How much do you autoX?????


----------



## sno (Oct 4, 2002)

nice car. this thread is probably gonna get moved tho.


----------



## jingjing (Apr 29, 2002)

gauges look really good so does the rollcage. you should get a rear st swaybar.


----------



## NotAnotherHonda (Aug 7, 2003)

i like the rollbar..i use to have one, but had to sell it to make some money for my turbo...anyways, i think you should take the padding off of it...it looks more aggressive, and less NASCARish....good job though


----------



## B11sleeper (Oct 15, 2003)

pretty nice overall. I would put in another gauge inplace of the voltmeter. I just think they're silly unless u have a total loss system where voltage is needed to be watched closely.

it looks like a fun car!


----------



## 2SR20DE (May 17, 2003)

maxpower559 said:


> nice...where did you get ur roolbar? how much? hows hard was the install? did you have to remove the rear side panels?
> 
> nice car....great tire choice! Falkens<----my second best friend. nice all around.
> How much do you autoX?????


I got the rollbar from a place in Northridge, Ca... it's an autopower bar... $250 i think. Fairly easy install... no the rear panels I took out for some other reason and havn't put them back in yet. I've never auto-x'd just done track work. I've had 3 days so far at willow springs.


----------



## 2SR20DE (May 17, 2003)

sno said:


> nice car. this thread is probably gonna get moved tho.


yeah oh well... I figure b13 guys would be more interested than the entire board.


----------



## 2SR20DE (May 17, 2003)

jingjing said:


> gauges look really good so does the rollcage. you should get a rear st swaybar.

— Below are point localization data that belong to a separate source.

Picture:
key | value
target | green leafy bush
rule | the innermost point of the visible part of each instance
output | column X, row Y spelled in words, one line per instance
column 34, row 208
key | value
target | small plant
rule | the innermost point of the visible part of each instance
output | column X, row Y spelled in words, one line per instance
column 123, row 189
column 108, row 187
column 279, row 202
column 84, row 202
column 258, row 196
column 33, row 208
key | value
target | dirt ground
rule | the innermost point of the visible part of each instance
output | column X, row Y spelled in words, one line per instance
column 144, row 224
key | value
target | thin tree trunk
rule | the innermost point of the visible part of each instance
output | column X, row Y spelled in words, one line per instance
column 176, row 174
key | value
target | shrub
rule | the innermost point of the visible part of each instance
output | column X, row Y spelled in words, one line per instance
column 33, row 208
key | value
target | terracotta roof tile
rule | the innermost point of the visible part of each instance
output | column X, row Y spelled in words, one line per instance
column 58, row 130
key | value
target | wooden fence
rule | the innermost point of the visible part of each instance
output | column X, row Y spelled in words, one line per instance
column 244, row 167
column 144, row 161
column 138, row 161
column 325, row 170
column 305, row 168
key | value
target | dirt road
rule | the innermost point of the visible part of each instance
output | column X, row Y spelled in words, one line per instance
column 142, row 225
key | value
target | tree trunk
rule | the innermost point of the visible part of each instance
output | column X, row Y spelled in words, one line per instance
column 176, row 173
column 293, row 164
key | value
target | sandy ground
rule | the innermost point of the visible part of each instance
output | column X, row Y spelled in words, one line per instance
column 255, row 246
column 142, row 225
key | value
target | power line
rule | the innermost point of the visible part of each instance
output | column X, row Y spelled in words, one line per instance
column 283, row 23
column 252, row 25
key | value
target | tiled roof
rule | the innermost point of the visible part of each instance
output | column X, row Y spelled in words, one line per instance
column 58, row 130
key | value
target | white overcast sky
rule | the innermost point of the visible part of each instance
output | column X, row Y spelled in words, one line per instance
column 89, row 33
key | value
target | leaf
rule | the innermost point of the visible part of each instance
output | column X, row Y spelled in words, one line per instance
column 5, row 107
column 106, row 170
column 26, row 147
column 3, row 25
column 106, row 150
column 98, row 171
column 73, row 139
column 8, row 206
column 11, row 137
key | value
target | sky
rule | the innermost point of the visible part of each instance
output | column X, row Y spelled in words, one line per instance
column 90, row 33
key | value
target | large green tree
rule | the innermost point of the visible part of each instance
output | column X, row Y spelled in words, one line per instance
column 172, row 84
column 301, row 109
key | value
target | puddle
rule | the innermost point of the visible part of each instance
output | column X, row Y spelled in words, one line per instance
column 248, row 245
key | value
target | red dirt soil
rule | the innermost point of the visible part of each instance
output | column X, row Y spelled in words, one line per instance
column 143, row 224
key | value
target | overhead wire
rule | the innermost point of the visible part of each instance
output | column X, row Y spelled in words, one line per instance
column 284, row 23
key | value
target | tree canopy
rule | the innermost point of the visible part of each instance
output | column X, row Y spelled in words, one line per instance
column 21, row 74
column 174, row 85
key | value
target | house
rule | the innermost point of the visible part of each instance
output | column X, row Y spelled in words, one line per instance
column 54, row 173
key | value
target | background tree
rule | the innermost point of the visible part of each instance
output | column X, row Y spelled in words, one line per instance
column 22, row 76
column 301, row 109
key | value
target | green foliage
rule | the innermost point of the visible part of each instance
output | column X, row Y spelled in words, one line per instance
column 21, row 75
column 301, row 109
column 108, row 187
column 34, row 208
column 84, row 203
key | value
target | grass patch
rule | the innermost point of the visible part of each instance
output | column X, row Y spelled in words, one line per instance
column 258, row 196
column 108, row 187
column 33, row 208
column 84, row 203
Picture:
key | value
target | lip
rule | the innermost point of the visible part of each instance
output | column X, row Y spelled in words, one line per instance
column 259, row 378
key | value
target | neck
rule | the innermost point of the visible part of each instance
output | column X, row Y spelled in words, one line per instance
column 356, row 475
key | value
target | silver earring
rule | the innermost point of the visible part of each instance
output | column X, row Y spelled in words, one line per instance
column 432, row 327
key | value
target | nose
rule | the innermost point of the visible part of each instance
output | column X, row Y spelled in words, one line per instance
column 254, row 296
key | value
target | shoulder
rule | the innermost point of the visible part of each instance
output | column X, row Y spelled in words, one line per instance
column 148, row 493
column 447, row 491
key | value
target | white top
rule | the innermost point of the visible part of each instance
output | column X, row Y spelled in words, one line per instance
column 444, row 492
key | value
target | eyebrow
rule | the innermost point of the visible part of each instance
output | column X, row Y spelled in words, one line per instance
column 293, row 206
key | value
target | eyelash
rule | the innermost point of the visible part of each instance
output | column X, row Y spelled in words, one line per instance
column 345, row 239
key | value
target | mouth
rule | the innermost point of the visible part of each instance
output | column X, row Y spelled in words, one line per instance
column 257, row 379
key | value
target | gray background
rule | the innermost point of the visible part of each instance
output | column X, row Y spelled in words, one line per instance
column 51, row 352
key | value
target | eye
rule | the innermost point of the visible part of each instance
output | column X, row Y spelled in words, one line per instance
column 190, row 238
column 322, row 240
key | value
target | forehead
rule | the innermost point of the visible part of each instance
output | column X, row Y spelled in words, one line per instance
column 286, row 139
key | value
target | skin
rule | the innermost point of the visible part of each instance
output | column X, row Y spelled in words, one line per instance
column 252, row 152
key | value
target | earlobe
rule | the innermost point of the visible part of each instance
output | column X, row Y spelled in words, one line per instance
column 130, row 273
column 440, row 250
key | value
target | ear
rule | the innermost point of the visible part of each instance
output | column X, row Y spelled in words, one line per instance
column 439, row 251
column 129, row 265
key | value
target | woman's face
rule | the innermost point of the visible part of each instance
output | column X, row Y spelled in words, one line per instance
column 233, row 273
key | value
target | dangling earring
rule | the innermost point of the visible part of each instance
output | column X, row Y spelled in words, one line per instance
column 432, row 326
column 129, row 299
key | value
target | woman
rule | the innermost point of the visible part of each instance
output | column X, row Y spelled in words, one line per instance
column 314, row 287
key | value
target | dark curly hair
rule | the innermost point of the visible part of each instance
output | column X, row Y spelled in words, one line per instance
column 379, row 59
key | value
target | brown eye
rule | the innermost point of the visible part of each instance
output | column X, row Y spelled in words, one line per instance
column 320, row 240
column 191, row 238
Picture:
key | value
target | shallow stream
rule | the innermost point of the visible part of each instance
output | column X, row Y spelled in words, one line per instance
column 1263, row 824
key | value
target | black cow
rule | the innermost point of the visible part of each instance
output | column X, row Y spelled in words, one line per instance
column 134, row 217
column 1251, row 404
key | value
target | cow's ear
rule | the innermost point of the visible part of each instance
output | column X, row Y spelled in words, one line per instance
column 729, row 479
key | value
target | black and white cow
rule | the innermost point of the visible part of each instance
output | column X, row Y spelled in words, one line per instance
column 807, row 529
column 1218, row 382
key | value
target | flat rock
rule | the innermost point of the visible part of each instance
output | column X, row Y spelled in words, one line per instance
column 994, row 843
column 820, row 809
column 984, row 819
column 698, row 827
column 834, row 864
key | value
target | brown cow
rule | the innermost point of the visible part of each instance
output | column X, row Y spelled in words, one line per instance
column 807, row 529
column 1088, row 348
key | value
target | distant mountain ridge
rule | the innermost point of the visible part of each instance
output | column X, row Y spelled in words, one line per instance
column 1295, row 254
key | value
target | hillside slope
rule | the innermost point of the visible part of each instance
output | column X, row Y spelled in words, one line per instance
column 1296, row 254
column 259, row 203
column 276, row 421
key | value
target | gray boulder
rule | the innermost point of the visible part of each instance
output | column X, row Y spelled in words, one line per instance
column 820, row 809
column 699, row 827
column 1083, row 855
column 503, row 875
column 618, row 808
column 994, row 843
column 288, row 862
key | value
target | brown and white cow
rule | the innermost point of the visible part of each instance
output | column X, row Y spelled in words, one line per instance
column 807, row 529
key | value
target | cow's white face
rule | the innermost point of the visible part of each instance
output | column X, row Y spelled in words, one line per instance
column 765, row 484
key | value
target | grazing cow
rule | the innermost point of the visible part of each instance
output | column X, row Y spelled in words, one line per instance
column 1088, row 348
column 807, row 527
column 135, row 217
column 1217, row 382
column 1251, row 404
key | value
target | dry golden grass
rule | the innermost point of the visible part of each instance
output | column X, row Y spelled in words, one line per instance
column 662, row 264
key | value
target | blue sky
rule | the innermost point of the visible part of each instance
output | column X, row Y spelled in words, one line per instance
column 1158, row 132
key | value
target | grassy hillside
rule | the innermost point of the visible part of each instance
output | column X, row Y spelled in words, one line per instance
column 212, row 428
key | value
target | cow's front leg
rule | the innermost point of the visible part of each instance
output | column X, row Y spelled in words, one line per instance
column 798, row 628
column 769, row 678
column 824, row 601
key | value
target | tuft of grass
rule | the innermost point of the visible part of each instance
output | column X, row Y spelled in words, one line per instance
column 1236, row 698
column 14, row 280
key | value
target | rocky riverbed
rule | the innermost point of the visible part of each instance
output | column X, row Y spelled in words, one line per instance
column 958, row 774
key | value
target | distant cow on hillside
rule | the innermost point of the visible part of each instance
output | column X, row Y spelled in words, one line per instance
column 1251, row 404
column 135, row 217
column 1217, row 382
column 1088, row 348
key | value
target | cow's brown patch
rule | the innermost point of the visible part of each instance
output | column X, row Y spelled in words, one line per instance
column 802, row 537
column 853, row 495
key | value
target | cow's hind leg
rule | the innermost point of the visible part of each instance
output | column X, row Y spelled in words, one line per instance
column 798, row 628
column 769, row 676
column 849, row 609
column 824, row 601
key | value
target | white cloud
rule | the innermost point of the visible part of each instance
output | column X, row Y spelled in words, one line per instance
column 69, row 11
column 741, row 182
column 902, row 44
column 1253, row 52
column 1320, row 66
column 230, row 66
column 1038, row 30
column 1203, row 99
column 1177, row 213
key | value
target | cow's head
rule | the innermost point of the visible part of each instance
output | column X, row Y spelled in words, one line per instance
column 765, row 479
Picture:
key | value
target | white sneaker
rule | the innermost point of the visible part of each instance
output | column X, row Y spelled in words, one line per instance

I'm liking the handling how it is now... I'm going to keep it this way for a while.


----------



## 2SR20DE (May 17, 2003)

NotAnotherHonda said:


> i like the rollbar..i use to have one, but had to sell it to make some money for my turbo...anyways, i think you should take the padding off of it...it looks more aggressive, and less NASCARish....good job though


I do like the bar w/o padding... but it's my daily driver... can you imagine what your skull would look like if it smacked that thing in an accident? Not a good idea to have a bar in the car without padding even if your wearing a helmet. During a crash even a helmet repeatedly banged on the bar can become useless. It's not just foam padding it's the rollbar specific stuff. It's abnormally shaped so as to put most of the absorbing material toward the passangers and maybe a quarter inch up top.


----------



## 2SR20DE (May 17, 2003)

B11sleeper said:


> pretty nice overall. I would put in another gauge inplace of the voltmeter. I just think they're silly unless u have a total loss system where voltage is needed to be watched closely.
> 
> it looks like a fun car!


Well... see I havn't decided on this yet. The obvious choice is a oil temp gauge. Oil temp I know takes a butt long time to get up to temp so I wait a while for it to get warmed up before I do anything serious with it. Anyway the voltmeter was cheap and easy so I did that until I decide what gauge to get, I may go turbo so there you go. It's kinda handy being able to keep an eye on the batt and alternator.


----------



## darufone (Dec 19, 2003)

Love your B13...keep doin' what you do. :thumbup:


----------